Ribollita, a traditional Tuscan soup, embodies the essence of comfort food with its rich history and humble ingredients. The three classic components—Tuscan kale (cavolo nero), white beans (often cannellini), and stale bread—come together to create a hearty, flavorful dish. As a winter storm approached, I knew it was the perfect time to harvest the remaining cavolo nero from my garden and make this nourishing soup. Ribollita is ideal for being cooped up on a cold winter day, and it only gets better when reheated the next day, as the name "ribollita" (reboiled) suggests.

Ingredients:

  • 400g cannellini beans, soaked overnight

  • 200g Tuscan kale (cavolo nero), shredded into ribbons

  • 100g stale bread, cut into thin slices or small cubes

  • 1 white onion, diced

  • 2 garlic cloves, 1 of them minced

  • 1 bay leaf

  • 1 sprig rosemary

  • Extra virgin olive oil

  • Salt and freshly ground black pepper, to taste

Instructions:

  1. Cook the Beans:

    • After soaking the beans overnight, rinse them and place them in a pot with 1 whole garlic clove, the rosemary sprig, and the bay leaf. Cover with water about 1.5 inches above the beans.

    • Bring to a boil, then cover and reduce to a simmer. Cook for 40-45 minutes, or until the beans are almost tender.

    • Add 2 teaspoons of salt and cook for another 5-10 minutes. Drain the beans, reserving the cooking liquid.

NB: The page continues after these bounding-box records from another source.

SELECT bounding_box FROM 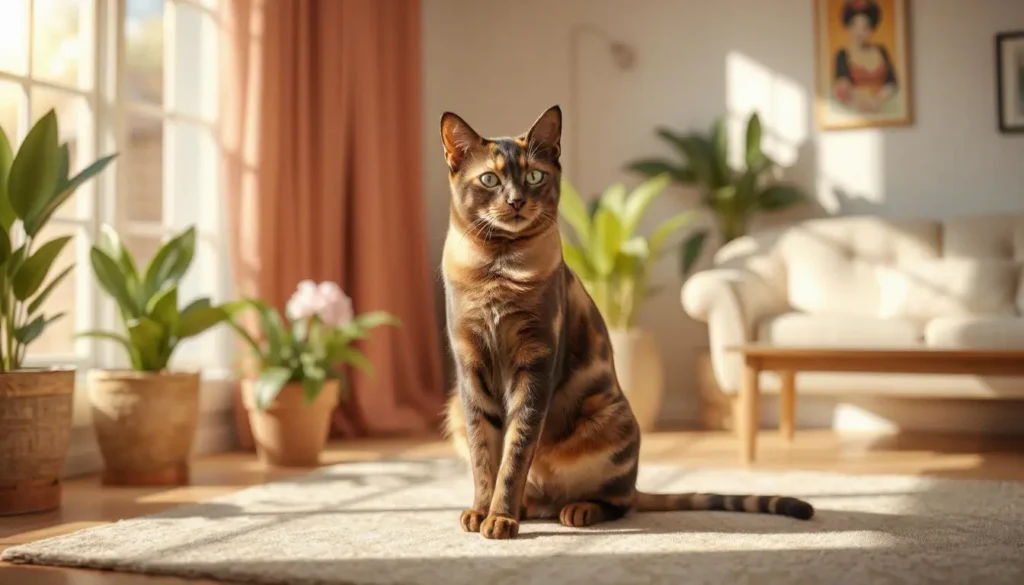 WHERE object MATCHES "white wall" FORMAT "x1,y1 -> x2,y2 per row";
423,0 -> 1024,426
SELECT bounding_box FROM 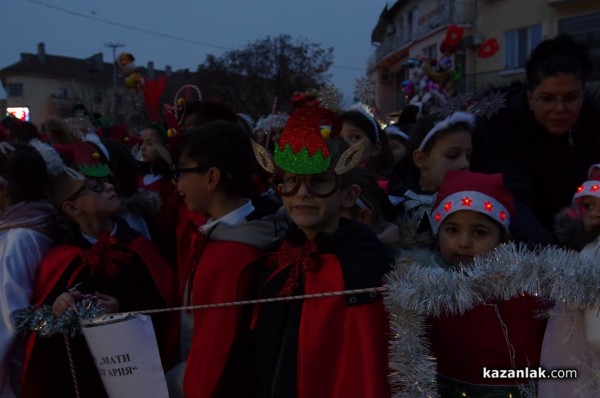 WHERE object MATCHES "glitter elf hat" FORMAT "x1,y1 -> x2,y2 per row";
252,106 -> 364,175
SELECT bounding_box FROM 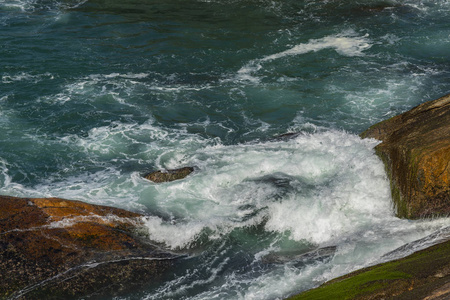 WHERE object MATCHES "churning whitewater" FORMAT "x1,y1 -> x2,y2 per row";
0,0 -> 450,299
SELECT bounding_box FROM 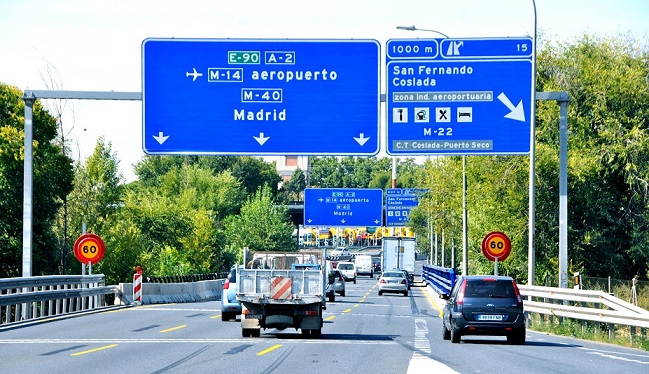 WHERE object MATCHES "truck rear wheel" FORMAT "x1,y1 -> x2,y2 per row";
241,329 -> 261,338
302,329 -> 322,339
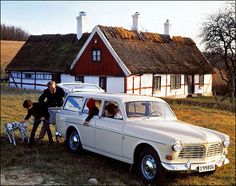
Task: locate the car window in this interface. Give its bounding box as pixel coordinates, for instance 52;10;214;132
125;101;175;118
82;98;102;114
102;101;123;119
64;96;84;111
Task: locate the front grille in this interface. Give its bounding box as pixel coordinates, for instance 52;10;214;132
207;143;222;157
179;145;205;159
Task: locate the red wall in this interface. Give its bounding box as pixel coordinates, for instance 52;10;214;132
71;33;124;76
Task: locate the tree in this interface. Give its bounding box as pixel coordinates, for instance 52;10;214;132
200;3;236;102
1;24;29;41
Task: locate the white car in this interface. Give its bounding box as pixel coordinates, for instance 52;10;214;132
48;82;105;124
56;92;230;182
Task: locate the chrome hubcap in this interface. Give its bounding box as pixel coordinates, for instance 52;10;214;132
70;131;79;150
141;154;157;180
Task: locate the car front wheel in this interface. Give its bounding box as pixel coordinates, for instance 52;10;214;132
138;148;164;185
66;130;82;153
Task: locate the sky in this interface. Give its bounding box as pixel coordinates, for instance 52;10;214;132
1;1;230;50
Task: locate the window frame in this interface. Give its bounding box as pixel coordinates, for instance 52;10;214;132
170;74;181;90
199;74;204;87
153;76;161;91
91;48;102;63
99;77;107;92
75;76;84;83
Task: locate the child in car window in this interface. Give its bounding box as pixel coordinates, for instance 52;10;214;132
84;98;99;125
104;103;118;118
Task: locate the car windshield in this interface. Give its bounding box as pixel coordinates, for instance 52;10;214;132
125;101;175;118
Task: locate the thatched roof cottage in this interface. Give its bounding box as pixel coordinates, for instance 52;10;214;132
7;12;213;97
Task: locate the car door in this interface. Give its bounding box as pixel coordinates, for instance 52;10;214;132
79;98;101;148
95;101;124;156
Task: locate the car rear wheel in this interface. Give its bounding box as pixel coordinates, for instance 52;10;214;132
66;130;82;153
138;148;164;184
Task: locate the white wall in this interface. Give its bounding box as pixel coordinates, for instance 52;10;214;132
107;77;124;93
9;71;52;90
61;74;75;83
127;74;188;98
167;74;188;98
203;74;212;96
194;74;212;96
84;76;99;86
141;74;153;95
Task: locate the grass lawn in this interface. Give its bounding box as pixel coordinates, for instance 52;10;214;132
1;88;235;185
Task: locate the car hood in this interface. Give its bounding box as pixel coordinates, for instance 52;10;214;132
124;118;221;144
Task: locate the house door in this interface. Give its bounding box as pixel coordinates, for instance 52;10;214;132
52;74;61;83
187;75;194;95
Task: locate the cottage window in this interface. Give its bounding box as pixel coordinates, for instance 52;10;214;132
75;76;84;83
99;77;107;91
170;75;181;89
153;76;161;91
36;74;51;80
199;75;204;87
12;72;21;78
92;49;101;62
25;73;33;79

  2. Prepare the Kale Base:

    • In a large pot, sauté the diced white onion in extra virgin olive oil over medium heat until translucent.

    • Add the minced garlic and cook for 1-2 minutes, until fragrant.

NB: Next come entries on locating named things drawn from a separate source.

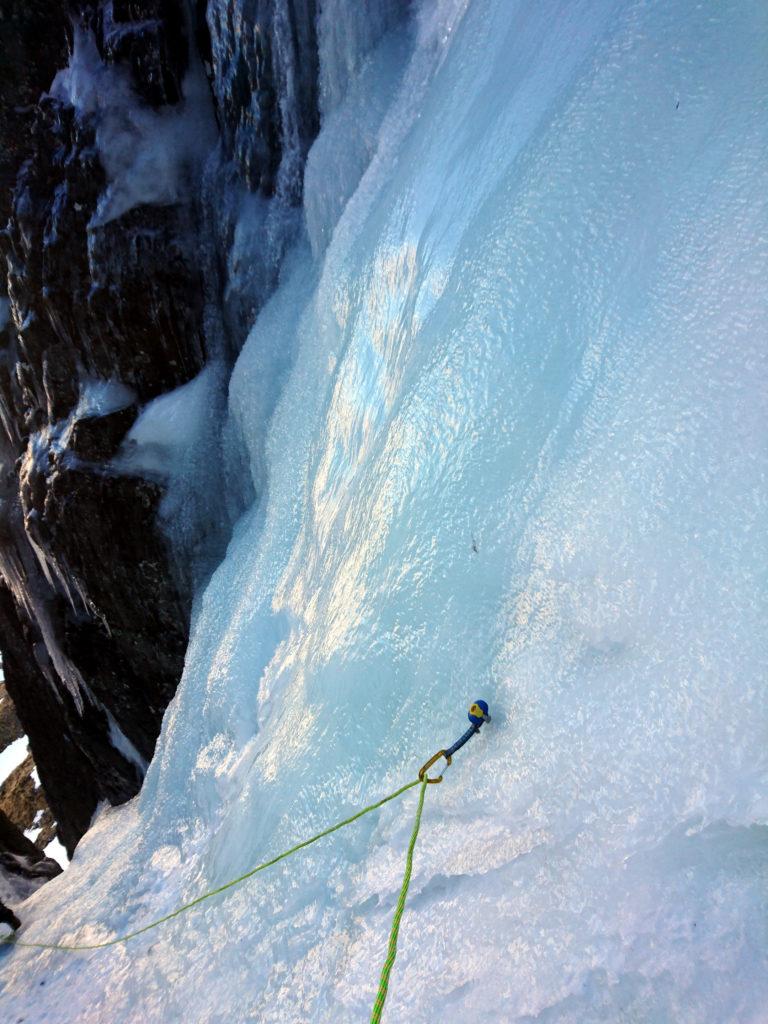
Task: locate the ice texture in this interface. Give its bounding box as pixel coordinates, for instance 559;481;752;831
0;0;768;1024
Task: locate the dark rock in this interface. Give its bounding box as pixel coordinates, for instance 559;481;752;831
0;683;24;752
0;811;61;928
97;0;187;106
0;749;56;850
208;0;319;196
0;0;205;853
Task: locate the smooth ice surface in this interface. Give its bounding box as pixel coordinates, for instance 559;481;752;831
0;0;768;1024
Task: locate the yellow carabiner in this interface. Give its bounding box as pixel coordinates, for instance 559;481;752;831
419;751;451;782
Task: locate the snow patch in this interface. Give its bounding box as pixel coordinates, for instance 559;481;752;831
50;27;216;225
43;836;70;868
0;736;30;785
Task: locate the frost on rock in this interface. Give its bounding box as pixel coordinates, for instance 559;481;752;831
2;0;768;1024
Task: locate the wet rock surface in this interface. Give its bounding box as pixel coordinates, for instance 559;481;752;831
0;0;319;853
0;0;205;852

    • Stir in the shredded kale and cook for about 10 minutes over medium-low heat, stirring occasionally.

  3. Blend and Combine:

    • Blend 1/4 cup of the cooked beans with about 1 cup of the reserved bean liquid using a blender or immersion blender. Set the puree aside.

    • Pour the remaining bean liquid into the pot with the kale and stir. Season with salt and pepper to taste. Let it cook for about 20 minutes.

  4. Thicken the Soup:

    • Add the bean puree and the stale bread to the pot. Stir well and cook for 10 minutes, allowing the bread to break down and thicken the soup.

  5. Finish and Serve:

    • Stir in the whole beans and let the soup cook until it thickens to a hearty consistency. Taste and adjust seasoning as needed.

    • Serve immediately or save for the next day—ribollita’s flavors deepen beautifully overnight.

    • Upon serving, drizzle generously with high-quality extra virgin olive oil for a luxurious finish.